Assumed audience

General adult who has completed Cells and Metabolism.

DNA structure

DNA is a double helix of nucleotide bases (A, T, G, C) (DNA). The sequence of bases encodes genetic information. DNA replication copies this information before cell division.

Genes and proteins

A gene is a segment of DNA that encodes a functional product — usually a protein. The flow of information goes: DNA → RNA → protein (the “central dogma”). Proteins carry out most of the work in cells: as enzymes, structural components, signals, transporters.

Heredity

When organisms reproduce, they pass copies of their DNA to their offspring. Sexual reproduction combines DNA from two parents, producing genetically unique offspring.
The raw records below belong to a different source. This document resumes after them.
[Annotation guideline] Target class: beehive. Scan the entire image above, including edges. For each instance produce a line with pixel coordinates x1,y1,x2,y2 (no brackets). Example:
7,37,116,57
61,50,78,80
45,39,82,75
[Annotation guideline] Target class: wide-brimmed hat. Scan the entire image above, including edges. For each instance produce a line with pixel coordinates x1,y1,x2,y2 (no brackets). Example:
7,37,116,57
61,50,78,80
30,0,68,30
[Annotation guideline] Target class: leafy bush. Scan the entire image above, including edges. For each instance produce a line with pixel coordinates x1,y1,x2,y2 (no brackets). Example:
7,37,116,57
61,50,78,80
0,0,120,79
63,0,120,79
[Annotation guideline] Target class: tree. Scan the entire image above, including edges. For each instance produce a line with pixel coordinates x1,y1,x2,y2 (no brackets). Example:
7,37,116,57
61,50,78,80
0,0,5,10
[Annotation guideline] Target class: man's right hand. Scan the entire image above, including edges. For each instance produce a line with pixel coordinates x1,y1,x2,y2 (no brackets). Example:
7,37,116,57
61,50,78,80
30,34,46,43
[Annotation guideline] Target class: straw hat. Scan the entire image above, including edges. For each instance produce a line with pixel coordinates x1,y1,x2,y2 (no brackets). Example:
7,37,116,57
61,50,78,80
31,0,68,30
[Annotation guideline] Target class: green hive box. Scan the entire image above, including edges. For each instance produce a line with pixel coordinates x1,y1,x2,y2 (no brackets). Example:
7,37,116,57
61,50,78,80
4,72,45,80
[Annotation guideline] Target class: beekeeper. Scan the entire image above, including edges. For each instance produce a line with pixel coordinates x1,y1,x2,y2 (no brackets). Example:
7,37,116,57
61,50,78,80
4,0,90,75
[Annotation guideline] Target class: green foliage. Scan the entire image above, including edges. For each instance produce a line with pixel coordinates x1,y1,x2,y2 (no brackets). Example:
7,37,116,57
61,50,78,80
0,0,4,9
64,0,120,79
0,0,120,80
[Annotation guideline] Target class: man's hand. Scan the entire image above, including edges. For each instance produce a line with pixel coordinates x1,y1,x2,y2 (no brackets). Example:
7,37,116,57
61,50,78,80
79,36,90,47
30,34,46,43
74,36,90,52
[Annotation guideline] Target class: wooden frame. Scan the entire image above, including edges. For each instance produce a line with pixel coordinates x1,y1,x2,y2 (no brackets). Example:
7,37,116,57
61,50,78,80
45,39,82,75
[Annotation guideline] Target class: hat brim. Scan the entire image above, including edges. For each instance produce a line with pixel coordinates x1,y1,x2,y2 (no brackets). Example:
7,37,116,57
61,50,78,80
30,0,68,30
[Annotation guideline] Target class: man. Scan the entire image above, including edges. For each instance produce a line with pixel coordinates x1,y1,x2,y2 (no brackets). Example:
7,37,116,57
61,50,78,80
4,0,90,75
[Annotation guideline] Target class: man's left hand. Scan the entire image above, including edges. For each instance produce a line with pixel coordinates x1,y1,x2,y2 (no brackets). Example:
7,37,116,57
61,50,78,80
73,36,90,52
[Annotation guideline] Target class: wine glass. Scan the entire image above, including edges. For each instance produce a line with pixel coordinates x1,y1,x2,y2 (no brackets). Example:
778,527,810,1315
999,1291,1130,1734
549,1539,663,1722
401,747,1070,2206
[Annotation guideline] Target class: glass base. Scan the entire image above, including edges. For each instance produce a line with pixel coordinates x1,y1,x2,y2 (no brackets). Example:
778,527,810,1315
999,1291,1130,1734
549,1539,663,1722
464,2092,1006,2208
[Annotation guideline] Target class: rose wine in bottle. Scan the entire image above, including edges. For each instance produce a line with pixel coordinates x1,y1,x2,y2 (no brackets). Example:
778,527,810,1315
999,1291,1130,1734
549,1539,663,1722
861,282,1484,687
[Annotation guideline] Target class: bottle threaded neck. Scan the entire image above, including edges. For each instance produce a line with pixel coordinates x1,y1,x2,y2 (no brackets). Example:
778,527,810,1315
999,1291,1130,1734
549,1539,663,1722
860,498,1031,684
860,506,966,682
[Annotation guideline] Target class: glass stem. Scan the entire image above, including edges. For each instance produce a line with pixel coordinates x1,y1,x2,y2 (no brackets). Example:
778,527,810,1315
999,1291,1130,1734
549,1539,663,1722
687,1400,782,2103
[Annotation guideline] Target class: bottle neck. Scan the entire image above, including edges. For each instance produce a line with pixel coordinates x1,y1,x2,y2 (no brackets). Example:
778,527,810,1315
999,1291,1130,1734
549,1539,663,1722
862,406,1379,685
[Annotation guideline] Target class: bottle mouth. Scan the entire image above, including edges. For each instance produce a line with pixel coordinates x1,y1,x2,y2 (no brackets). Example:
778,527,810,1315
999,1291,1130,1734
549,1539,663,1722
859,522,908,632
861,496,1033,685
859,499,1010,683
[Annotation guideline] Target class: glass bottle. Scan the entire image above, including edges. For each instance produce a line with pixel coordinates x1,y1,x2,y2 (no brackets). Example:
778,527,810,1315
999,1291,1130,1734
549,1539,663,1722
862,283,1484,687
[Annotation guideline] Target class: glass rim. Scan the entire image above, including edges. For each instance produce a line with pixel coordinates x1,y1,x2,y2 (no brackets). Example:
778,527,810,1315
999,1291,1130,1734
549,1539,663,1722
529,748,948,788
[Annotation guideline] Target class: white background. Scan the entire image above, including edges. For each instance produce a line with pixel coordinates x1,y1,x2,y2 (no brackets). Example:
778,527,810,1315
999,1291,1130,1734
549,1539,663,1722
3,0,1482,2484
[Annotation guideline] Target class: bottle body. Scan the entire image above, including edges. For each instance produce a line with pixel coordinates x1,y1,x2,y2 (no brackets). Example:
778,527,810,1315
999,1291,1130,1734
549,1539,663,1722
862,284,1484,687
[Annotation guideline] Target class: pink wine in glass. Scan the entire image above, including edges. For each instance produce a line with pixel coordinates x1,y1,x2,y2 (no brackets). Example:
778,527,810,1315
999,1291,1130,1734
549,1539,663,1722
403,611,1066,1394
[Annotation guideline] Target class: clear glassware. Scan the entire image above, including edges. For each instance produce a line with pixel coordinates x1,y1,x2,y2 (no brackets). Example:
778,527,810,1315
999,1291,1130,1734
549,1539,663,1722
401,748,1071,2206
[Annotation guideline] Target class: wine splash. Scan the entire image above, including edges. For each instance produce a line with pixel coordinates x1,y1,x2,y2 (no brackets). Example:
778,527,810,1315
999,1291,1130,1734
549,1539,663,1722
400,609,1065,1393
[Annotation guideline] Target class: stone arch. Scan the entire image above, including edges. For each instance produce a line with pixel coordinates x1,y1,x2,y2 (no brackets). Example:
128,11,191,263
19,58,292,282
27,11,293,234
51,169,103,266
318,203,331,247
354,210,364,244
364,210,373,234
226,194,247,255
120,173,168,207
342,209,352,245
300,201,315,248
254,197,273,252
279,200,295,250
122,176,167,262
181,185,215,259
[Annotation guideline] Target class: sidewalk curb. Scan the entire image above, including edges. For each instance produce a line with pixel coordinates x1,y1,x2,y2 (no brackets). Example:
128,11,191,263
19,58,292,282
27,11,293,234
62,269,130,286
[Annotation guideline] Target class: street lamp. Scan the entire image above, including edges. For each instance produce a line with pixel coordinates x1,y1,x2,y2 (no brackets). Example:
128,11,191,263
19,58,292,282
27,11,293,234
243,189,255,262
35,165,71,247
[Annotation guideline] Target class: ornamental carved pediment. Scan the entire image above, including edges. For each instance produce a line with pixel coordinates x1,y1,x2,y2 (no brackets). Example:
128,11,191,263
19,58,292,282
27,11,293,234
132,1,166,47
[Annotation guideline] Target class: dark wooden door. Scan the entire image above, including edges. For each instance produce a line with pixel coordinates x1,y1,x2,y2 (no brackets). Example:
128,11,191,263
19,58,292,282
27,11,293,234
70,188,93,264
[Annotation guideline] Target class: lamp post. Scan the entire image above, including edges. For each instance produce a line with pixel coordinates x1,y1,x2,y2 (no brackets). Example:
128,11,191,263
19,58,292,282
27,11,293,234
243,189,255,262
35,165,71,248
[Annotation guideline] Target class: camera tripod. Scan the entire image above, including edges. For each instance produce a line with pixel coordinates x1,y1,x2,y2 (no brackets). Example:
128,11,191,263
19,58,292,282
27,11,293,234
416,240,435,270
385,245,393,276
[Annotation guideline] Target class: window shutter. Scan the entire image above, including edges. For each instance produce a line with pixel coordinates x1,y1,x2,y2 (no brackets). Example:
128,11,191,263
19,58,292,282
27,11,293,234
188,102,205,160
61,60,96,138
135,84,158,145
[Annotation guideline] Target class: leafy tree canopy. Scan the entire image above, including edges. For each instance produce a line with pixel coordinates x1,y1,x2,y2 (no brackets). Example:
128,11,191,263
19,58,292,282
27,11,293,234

This is the basis of heredity — why offspring resemble but are not identical to their parents.

Mutation and variation

Errors in DNA replication produce mutations — changes to the DNA sequence. Most mutations are neutral or harmful, but some produce beneficial new traits. Mutation is the ultimate source of all genetic variation.

Natural selection

Organisms with traits better suited to their environment tend to survive and reproduce more successfully (natural selection). Over generations, this differential reproduction changes the genetic composition of populations. Beneficial traits become more common; harmful traits become less common.

Evolution

The change in the genetic composition of populations over generations (evolution). Natural selection is the primary mechanism, but genetic drift, gene flow, and mutation also contribute. Evolution produced all the diversity of life from common ancestors over roughly 3.8 billion years.

Adaptation

A trait that has been shaped by natural selection (adaptation). The woodpecker’s skull, the cactus’s water-storing tissue, the Arctic fox’s white winter coat — all adaptations to specific environments.

Why this matters

Genetics and evolution explain both the unity and the diversity of life — why all organisms share basic molecular machinery, and why they differ in form and function.